Measurement of Insulin Resistance
Insulin resistance can be measured using a variety of surrogate markers, since although several measurement methods are available, there is no universally accepted and clinically useful definition, and no specific guidelines exist on the measurement of insulin resistance.27,28 However, the HOMA method has been widely employed in clinical research, and thus will be used in this analysis.29
Dietary Variables
The NHANES quantifies dietary intake in the 24 hours prior to the interview via dietary recall interviews that were conducted in person by trained dietary interviewers fluent in Spanish and English. If necessary, translators were available for respondents who speak other languages. A “multiple pass” method was used to obtain dietary information. This entailed obtaining an initial list of foods consumed, after which respondents were asked about the time and place of consumption. A list of frequently forgotten foods was then displayed, and a complete description of the foods eaten obtained. Finally, the foods were reviewed in chronological order with amendments made as appropriate. A standard set of measuring guides, tools used to help the respondent report the volume and dimensions of the food items consumed, were available during interviewing to simplify portion size estimation. The dietary recalls were further characterized as reliable and meeting the minimum criteria if <25% of foods were missing descriptive information, <15% were missing amounts and the respondent remembered at least one food item per meal. Data considered unreliable was not included in the analysis.

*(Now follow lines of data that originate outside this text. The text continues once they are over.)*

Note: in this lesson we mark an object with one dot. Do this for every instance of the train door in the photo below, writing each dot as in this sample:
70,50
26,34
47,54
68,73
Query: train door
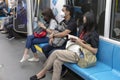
115,20
20,20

The daily total caloric intake for each respondent was quantified and used in the models as a continuous variable. The percent of daily calories obtained from saturated fat, carbohydrates and protein will be calculated. Daily intake of dietary fiber in grams will also be identified. All these dietary factors were used simultaneously as separate control variables in the logistic regression models.
Other Control Variables
Other variables were included as control variables. These included current smoking status, age, gender, physical activity over the last 30 days and body mass index (BMI). BMI is calculated from measured weight and height.
Results: Based on the previous findings that aging, dietary factors and race/ethnicity affect insulin resistance, this study seeks to establish whether the impact of aging on insulin resistance is different based on an individual’s race/ethnicity. This might help identify high risk populations that need to be targeted for health promotion interventions. Furthermore, we seek to describe differences with aging in the association between dietary factors and insulin resistance by race/ethnicity. Establishing the presence of a differential response to dietary factors by age and race/ethnicity would aid the development of more appropriate and effective dietary recommendations for minorities, and the implementation of these dietary recommendations could potentially be a factor in decreasing health disparities.